As to Asia – PSW service, ZIM has been operating three standalone ‘E-Commerce Xpress’ loops ZEX, ZX2 and ZX3 for which ZIM is chartering ships to serve.
Market News
Liner schedule reliability falls off a cliff
The severe drop in containership punctuality during the pandemic has been brought into sharp relief via a new report from Copenhagen-based consultants, Sea Intelligence.
Global schedule reliability dropped to just 35.8% last year, according to data published by Sea-Intelligence yesterday. All top 14 carriers suffered double-digit year-on-year declines to register record low levels of reliability just as liners are raking in more profits than at any time in the history of containerisation.
As you were chaps, volatile transpacific trade still difficult to predict
Weekly blogger and consultant Jon Monroe has returned to the commentary business, after a rest, with a critical, if not surprising, observation that 2022 is looking much like last year on the transpacific.

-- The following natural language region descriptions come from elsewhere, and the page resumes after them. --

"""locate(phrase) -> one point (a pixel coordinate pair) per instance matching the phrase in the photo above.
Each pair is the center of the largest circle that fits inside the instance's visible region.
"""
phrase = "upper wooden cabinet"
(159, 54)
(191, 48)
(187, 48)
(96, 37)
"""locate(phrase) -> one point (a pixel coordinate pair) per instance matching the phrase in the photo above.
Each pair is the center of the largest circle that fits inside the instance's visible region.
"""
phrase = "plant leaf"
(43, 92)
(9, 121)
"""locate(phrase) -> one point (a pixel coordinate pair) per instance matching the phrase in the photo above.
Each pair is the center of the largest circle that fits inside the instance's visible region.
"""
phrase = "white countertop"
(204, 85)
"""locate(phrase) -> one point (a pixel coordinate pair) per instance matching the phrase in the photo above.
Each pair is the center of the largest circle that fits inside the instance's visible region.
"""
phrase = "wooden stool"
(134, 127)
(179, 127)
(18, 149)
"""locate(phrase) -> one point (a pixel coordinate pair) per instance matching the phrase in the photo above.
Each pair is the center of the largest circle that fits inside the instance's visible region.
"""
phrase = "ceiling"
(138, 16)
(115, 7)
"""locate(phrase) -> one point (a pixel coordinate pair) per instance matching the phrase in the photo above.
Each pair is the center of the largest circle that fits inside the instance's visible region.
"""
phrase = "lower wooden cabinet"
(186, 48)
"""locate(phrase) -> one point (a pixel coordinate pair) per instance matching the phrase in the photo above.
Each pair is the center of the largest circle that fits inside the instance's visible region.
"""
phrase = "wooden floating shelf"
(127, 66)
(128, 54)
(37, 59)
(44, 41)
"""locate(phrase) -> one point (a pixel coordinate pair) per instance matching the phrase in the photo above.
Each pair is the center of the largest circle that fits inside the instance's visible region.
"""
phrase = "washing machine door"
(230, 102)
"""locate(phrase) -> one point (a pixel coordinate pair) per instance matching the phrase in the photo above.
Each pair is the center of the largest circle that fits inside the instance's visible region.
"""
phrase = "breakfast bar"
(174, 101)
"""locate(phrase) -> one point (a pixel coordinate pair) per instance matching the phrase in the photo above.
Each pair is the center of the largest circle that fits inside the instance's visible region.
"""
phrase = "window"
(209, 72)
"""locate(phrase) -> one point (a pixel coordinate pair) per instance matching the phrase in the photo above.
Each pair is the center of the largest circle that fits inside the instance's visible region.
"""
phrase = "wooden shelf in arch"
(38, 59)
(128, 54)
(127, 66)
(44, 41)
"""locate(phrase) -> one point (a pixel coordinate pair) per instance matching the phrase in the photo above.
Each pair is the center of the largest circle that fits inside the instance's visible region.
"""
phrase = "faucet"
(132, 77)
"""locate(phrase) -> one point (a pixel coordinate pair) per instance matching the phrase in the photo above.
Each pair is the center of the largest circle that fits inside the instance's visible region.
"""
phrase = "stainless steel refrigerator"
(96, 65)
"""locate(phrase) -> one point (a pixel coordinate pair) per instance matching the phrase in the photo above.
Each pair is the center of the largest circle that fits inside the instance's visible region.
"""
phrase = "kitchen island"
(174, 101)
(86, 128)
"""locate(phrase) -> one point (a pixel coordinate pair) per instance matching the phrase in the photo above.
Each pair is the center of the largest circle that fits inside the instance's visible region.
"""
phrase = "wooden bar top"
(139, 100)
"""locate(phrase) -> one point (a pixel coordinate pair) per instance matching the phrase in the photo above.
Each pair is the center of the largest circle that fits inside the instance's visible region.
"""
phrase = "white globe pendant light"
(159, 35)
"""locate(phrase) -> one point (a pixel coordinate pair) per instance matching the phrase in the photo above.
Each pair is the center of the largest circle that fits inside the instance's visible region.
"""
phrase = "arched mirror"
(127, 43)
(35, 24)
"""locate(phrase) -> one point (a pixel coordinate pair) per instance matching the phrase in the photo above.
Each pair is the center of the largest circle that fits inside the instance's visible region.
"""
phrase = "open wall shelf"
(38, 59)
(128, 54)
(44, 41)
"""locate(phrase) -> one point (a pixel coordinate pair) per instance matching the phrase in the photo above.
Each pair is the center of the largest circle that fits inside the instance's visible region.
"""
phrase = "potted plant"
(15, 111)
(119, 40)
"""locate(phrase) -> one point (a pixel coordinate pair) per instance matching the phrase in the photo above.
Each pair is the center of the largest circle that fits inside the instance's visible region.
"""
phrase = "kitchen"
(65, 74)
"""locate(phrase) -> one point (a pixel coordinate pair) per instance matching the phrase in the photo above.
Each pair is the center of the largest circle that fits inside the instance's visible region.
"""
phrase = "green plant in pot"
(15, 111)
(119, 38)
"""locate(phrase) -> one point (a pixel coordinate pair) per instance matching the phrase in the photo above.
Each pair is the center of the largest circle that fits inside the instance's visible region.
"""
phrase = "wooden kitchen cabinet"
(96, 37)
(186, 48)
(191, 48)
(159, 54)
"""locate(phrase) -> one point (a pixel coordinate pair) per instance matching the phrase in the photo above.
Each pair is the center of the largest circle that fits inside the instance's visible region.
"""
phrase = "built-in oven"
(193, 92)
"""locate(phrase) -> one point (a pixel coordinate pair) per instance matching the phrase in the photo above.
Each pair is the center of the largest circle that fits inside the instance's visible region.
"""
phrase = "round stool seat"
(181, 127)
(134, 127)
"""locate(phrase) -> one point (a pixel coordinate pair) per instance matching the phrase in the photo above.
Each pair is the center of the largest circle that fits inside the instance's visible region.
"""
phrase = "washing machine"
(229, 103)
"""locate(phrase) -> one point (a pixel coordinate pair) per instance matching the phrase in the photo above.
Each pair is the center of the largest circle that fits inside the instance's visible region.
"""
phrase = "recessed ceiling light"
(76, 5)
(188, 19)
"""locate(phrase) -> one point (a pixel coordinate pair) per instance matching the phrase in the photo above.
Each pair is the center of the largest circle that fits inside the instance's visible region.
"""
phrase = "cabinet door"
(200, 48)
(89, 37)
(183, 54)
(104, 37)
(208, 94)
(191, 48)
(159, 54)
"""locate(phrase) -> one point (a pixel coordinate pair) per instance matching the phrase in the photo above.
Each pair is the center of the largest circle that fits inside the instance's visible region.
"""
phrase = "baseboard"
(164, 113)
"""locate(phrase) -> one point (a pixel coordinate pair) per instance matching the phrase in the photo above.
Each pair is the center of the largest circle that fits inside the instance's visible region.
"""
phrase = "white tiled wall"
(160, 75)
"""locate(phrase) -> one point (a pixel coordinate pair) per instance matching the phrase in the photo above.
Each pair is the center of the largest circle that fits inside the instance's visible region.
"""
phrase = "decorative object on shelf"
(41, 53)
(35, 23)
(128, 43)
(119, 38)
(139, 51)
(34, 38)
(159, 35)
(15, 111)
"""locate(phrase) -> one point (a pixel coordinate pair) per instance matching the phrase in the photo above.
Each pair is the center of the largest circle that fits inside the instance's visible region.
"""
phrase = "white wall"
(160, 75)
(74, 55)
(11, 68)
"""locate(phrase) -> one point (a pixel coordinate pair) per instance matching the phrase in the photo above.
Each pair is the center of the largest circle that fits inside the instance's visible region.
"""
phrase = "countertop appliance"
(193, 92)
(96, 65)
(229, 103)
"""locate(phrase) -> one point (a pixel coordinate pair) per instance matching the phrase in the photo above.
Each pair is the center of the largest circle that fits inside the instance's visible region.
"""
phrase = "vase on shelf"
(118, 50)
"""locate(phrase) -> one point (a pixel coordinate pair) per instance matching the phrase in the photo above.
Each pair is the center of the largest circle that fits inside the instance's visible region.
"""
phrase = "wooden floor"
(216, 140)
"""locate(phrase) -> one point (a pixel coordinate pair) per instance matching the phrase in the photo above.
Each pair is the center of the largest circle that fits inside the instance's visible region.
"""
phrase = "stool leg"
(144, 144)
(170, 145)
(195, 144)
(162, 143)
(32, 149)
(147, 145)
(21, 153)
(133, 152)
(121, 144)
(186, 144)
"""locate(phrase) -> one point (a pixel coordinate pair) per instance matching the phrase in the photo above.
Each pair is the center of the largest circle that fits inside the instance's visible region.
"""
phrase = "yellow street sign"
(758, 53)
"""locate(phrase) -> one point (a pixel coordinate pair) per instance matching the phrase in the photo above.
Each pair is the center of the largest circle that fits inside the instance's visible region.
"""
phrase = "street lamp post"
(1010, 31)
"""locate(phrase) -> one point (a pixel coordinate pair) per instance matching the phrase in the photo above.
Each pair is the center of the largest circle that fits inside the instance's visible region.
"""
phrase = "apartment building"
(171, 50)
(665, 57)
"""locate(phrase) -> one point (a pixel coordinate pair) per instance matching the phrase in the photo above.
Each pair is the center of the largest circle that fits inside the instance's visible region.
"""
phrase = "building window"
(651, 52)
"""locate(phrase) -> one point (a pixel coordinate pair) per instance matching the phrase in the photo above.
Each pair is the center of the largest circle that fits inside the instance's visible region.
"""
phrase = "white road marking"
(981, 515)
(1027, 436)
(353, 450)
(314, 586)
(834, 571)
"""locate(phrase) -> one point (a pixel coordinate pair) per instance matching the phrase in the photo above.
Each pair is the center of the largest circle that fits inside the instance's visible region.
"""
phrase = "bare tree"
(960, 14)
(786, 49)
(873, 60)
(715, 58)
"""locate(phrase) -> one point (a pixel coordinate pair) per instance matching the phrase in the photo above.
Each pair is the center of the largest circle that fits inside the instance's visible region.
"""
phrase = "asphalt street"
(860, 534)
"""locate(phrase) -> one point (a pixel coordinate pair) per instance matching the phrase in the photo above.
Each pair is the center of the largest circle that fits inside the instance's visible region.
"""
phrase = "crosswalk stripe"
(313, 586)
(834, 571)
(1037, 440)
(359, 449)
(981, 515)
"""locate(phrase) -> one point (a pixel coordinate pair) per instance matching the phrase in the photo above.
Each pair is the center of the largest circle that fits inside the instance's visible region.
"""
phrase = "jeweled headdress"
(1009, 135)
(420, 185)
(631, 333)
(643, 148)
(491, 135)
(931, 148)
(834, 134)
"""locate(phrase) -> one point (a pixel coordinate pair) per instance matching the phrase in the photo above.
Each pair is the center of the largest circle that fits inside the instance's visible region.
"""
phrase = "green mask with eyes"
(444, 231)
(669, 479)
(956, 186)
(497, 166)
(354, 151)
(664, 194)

“With approximately 100 vessels waiting for a berth and Covid spreading through port labour, things will be getting worse before they get better,” he wrote.
Surge in containers shipped to US east and west coasts: Sea-Intelligence
THE latest analysis by Sea-Intelligence shows that container capacity deployed in the four-week period in 2022 on the Asia-North America West Coast is 1.29 million TEU, a massive 300,000 TEU higher than the 2016-2019 average deployment.
Air cargo market shows 'a good degree of resilience'
AIR freight’s traditional new year peak has gone “off-piste”, as the industry faces soft volumes and some capacity declines as specific airlines battle their demons – whether they be Covid, 5G or Chinese restrictions.
Air freight rates out of China continued to plunge from their December highs until mid-January, when they began to rise again shortly before the start of the earlier-than-usual Chinese New Year, reports London’s The Loadstar.